Filmmaker: You are on this year’s Time 100 Next list. Ayushman Khurrana, the actor, wrote “India is a young country of more than 1.4 billion people. We have 1.4 billion stories to tell, and Payal has boldly, loudly, and brilliantly told everyone to pursue their dreams.” What is the weight of something like that?

Kapadia: I don’t know. I think when you have a film, you’re on a ride, then you go back into anonymity, sitting in your room writing your film. Then you come out of again; you’re like, “Hello. Please see my film.” And no one remembers you.
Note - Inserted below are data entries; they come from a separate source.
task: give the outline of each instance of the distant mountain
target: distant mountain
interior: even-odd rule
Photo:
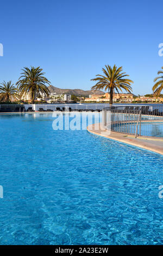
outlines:
[[[51,92],[55,92],[57,94],[68,94],[75,95],[78,97],[89,97],[89,94],[104,94],[105,93],[102,91],[84,91],[80,89],[60,89],[54,86],[49,86],[48,88]]]

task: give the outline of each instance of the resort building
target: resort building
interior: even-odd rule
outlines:
[[[57,94],[55,92],[52,92],[50,93],[49,98],[48,102],[58,102],[58,101],[63,101],[63,102],[70,102],[71,101],[71,94]]]
[[[116,102],[117,100],[127,101],[127,102],[131,102],[133,99],[134,95],[131,93],[114,93],[113,97],[113,102]],[[85,99],[85,102],[109,102],[110,100],[110,93],[101,94],[90,94],[89,98]]]

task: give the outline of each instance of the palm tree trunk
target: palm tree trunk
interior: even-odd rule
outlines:
[[[113,89],[112,87],[110,88],[110,105],[112,105],[113,100]]]

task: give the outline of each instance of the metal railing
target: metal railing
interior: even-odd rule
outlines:
[[[117,133],[163,136],[163,106],[113,105],[103,109],[103,126]]]

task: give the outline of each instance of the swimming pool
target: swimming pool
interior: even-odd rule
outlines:
[[[163,157],[54,119],[0,116],[0,243],[162,244]]]
[[[117,124],[116,131],[121,133],[126,133],[135,134],[136,132],[136,123],[128,124]],[[137,131],[140,134],[140,124],[138,125]],[[154,137],[163,137],[163,122],[142,122],[141,123],[141,135],[152,136]]]

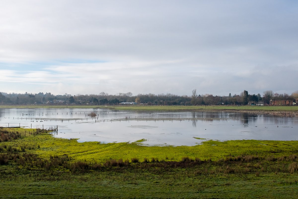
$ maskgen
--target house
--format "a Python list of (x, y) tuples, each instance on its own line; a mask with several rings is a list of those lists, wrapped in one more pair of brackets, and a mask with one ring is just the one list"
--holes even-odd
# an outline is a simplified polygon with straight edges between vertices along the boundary
[(263, 106), (265, 103), (263, 101), (250, 101), (248, 102), (248, 105), (250, 106)]
[(132, 104), (133, 105), (136, 105), (138, 104), (136, 102), (121, 102), (120, 103), (122, 105), (123, 104)]

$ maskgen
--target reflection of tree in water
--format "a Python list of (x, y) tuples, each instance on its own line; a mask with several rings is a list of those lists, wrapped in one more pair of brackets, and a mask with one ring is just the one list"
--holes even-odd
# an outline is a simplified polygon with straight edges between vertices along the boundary
[(246, 113), (244, 113), (241, 116), (241, 119), (243, 122), (244, 127), (248, 127), (248, 114)]
[(193, 126), (194, 127), (197, 127), (197, 121), (196, 120), (195, 114), (195, 113), (193, 113)]

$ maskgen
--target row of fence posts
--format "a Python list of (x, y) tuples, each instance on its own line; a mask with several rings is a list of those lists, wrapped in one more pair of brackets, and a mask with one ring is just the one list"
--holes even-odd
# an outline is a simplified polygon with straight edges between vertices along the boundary
[[(8, 128), (9, 128), (9, 123), (8, 123)], [(21, 123), (19, 123), (19, 128), (21, 127)], [(31, 129), (32, 128), (32, 124), (31, 124)], [(32, 134), (33, 135), (37, 135), (38, 133), (38, 129), (36, 129), (36, 131), (35, 132), (35, 134), (34, 134), (34, 129), (32, 129)], [(56, 133), (57, 135), (58, 135), (58, 125), (57, 125), (56, 127), (54, 127), (54, 128), (53, 128), (53, 127), (49, 127), (49, 128), (47, 128), (46, 129), (46, 131), (51, 131), (51, 133), (52, 135), (53, 135), (53, 133), (54, 133), (54, 135), (55, 135)], [(29, 135), (30, 136), (30, 131), (29, 130)], [(27, 132), (26, 131), (25, 131), (25, 136), (26, 136), (26, 134)], [(42, 125), (42, 132), (44, 133), (44, 125)]]

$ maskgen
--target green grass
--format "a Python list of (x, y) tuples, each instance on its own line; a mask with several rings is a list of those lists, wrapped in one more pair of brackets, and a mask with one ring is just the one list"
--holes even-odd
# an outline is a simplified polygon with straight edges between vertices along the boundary
[[(10, 130), (22, 132), (24, 135), (26, 130), (16, 128), (11, 129)], [(194, 139), (198, 138), (204, 139)], [(132, 143), (80, 143), (76, 139), (56, 138), (44, 133), (23, 137), (22, 139), (14, 140), (6, 144), (18, 148), (24, 145), (34, 146), (34, 152), (44, 158), (50, 155), (67, 154), (76, 161), (100, 163), (111, 158), (130, 160), (136, 158), (142, 160), (153, 157), (160, 160), (166, 159), (178, 161), (188, 156), (193, 159), (197, 157), (203, 160), (211, 158), (212, 160), (217, 160), (230, 154), (235, 156), (256, 154), (266, 155), (273, 153), (276, 155), (281, 155), (298, 153), (298, 141), (296, 141), (248, 140), (221, 142), (209, 140), (203, 142), (202, 144), (193, 146), (173, 147), (148, 146), (140, 144), (144, 141), (141, 140)], [(38, 146), (40, 148), (38, 148)]]
[[(0, 142), (0, 198), (294, 198), (298, 195), (298, 155), (293, 155), (298, 154), (298, 141), (206, 140), (194, 146), (148, 146), (140, 144), (143, 139), (82, 143), (45, 133), (25, 136), (28, 129), (22, 128), (0, 130), (21, 135)], [(5, 155), (4, 163), (1, 161)]]

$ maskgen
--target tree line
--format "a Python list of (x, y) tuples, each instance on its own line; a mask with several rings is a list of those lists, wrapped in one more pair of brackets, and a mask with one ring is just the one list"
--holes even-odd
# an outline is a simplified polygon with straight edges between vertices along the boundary
[(272, 90), (260, 93), (250, 94), (244, 90), (238, 95), (233, 95), (230, 93), (227, 96), (213, 95), (211, 94), (198, 95), (196, 89), (193, 90), (190, 96), (179, 95), (170, 93), (155, 94), (139, 94), (134, 95), (131, 92), (109, 95), (105, 92), (98, 94), (72, 95), (54, 95), (50, 92), (24, 94), (7, 93), (0, 92), (0, 105), (18, 105), (34, 104), (48, 105), (73, 104), (115, 105), (121, 102), (135, 102), (139, 104), (148, 105), (198, 106), (212, 105), (243, 105), (250, 103), (257, 104), (261, 102), (264, 104), (272, 104), (272, 101), (290, 102), (287, 105), (295, 104), (298, 100), (298, 91), (290, 95), (274, 93)]

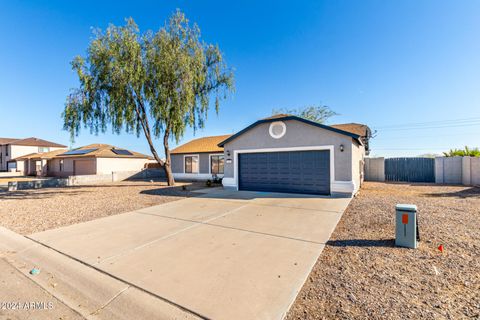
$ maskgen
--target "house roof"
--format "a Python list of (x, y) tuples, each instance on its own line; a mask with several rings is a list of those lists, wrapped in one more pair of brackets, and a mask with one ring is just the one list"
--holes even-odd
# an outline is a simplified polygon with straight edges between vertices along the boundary
[[(147, 156), (146, 154), (142, 154), (139, 152), (131, 151), (131, 150), (126, 150), (122, 148), (117, 148), (115, 146), (112, 146), (110, 144), (101, 144), (101, 143), (94, 143), (94, 144), (89, 144), (80, 148), (76, 148), (73, 150), (69, 151), (74, 151), (74, 150), (89, 150), (92, 149), (91, 152), (85, 153), (85, 154), (72, 154), (72, 155), (66, 155), (64, 153), (60, 153), (57, 155), (55, 158), (88, 158), (88, 157), (96, 157), (96, 158), (145, 158), (145, 159), (153, 159), (151, 156)], [(94, 150), (93, 150), (94, 149)], [(126, 150), (131, 154), (118, 154), (115, 153), (114, 150)]]
[(192, 153), (192, 152), (223, 152), (223, 147), (218, 146), (220, 142), (229, 138), (231, 134), (211, 136), (194, 139), (171, 151), (171, 154)]
[[(66, 152), (69, 151), (80, 151), (80, 150), (92, 150), (88, 153), (84, 154), (71, 154), (66, 155)], [(76, 148), (73, 150), (67, 149), (60, 149), (50, 152), (41, 152), (41, 153), (31, 153), (25, 156), (18, 157), (14, 160), (27, 160), (27, 159), (64, 159), (64, 158), (139, 158), (139, 159), (153, 159), (151, 156), (147, 156), (142, 153), (138, 153), (135, 151), (126, 150), (131, 154), (117, 154), (113, 152), (113, 150), (126, 150), (117, 148), (115, 146), (109, 144), (89, 144), (87, 146), (83, 146), (80, 148)]]
[(332, 124), (330, 127), (334, 127), (343, 131), (348, 131), (354, 134), (357, 134), (361, 137), (366, 137), (369, 134), (370, 129), (367, 125), (361, 123), (342, 123), (342, 124)]
[(67, 149), (58, 149), (50, 152), (30, 153), (21, 157), (17, 157), (13, 160), (52, 159), (52, 158), (55, 158), (55, 156), (67, 151), (68, 151)]
[(10, 144), (10, 142), (19, 140), (18, 138), (0, 138), (0, 145), (2, 144)]
[(9, 144), (15, 146), (31, 146), (31, 147), (53, 147), (53, 148), (66, 148), (63, 144), (30, 137), (25, 139), (10, 139), (0, 138), (0, 144)]
[(315, 126), (315, 127), (319, 127), (319, 128), (325, 129), (325, 130), (329, 130), (329, 131), (333, 131), (333, 132), (336, 132), (336, 133), (339, 133), (339, 134), (349, 136), (352, 139), (355, 139), (360, 144), (362, 144), (362, 141), (360, 140), (360, 135), (359, 134), (349, 132), (349, 131), (346, 131), (346, 130), (342, 130), (342, 129), (339, 129), (339, 128), (335, 128), (333, 126), (327, 126), (327, 125), (324, 125), (324, 124), (321, 124), (321, 123), (318, 123), (318, 122), (315, 122), (315, 121), (307, 120), (307, 119), (297, 117), (297, 116), (293, 116), (293, 115), (289, 115), (289, 114), (277, 114), (277, 115), (273, 115), (271, 117), (264, 118), (264, 119), (261, 119), (261, 120), (258, 120), (256, 122), (252, 123), (251, 125), (249, 125), (245, 129), (243, 129), (243, 130), (237, 132), (236, 134), (228, 137), (227, 139), (221, 141), (218, 144), (218, 146), (223, 147), (225, 145), (225, 143), (232, 141), (233, 139), (237, 138), (238, 136), (242, 135), (243, 133), (252, 129), (253, 127), (258, 126), (259, 124), (274, 122), (274, 121), (277, 121), (277, 120), (283, 120), (283, 121), (297, 120), (297, 121), (300, 121), (300, 122), (303, 122), (303, 123), (306, 123), (306, 124), (309, 124), (309, 125), (312, 125), (312, 126)]

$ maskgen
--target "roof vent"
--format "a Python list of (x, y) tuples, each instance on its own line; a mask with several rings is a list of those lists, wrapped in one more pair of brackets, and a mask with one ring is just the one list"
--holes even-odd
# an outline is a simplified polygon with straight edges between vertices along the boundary
[(272, 138), (280, 139), (287, 133), (287, 126), (282, 121), (275, 121), (270, 124), (268, 132)]

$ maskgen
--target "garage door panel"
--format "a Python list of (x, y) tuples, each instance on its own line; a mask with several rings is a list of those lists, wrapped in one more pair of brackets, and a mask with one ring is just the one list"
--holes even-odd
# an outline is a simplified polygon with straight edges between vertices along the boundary
[(330, 194), (330, 151), (241, 153), (239, 188)]

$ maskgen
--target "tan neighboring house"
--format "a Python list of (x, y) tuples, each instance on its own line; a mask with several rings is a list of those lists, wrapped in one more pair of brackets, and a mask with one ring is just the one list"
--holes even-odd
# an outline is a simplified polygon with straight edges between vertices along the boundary
[(29, 168), (24, 167), (24, 161), (18, 158), (33, 154), (44, 153), (65, 149), (66, 146), (31, 137), (26, 139), (0, 138), (0, 171), (25, 172)]
[(90, 144), (73, 150), (29, 154), (17, 161), (25, 162), (28, 175), (67, 177), (140, 171), (151, 159), (145, 154), (108, 144)]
Filmmaker: No, that’s not true for you.

Kapadia: I just think that independent filmmaking is about riding these waves of interest then completely disappearing in your dark room and writing. So, I just take it with a pinch of salt.

Filmmaker: And do you feel pressured for a Cannes hat trick?

Kapadia: Whenever I start making a film, it’s really like an academic exercise. We never really think that the film will go here or go there, or we make it for this. I think it was Kurosawa who said that filmmaking is like climbing a mountain: You don’t look at the peak but just at your feet, otherwise you’ll go mad. I think of it like that. Three, four years ago, I had given up on this film. It took so long to get any funding. It’s a precarious industry. Suddenly, one day you have money. Other times, you wait years to get it. I just feel happy that I can make these films.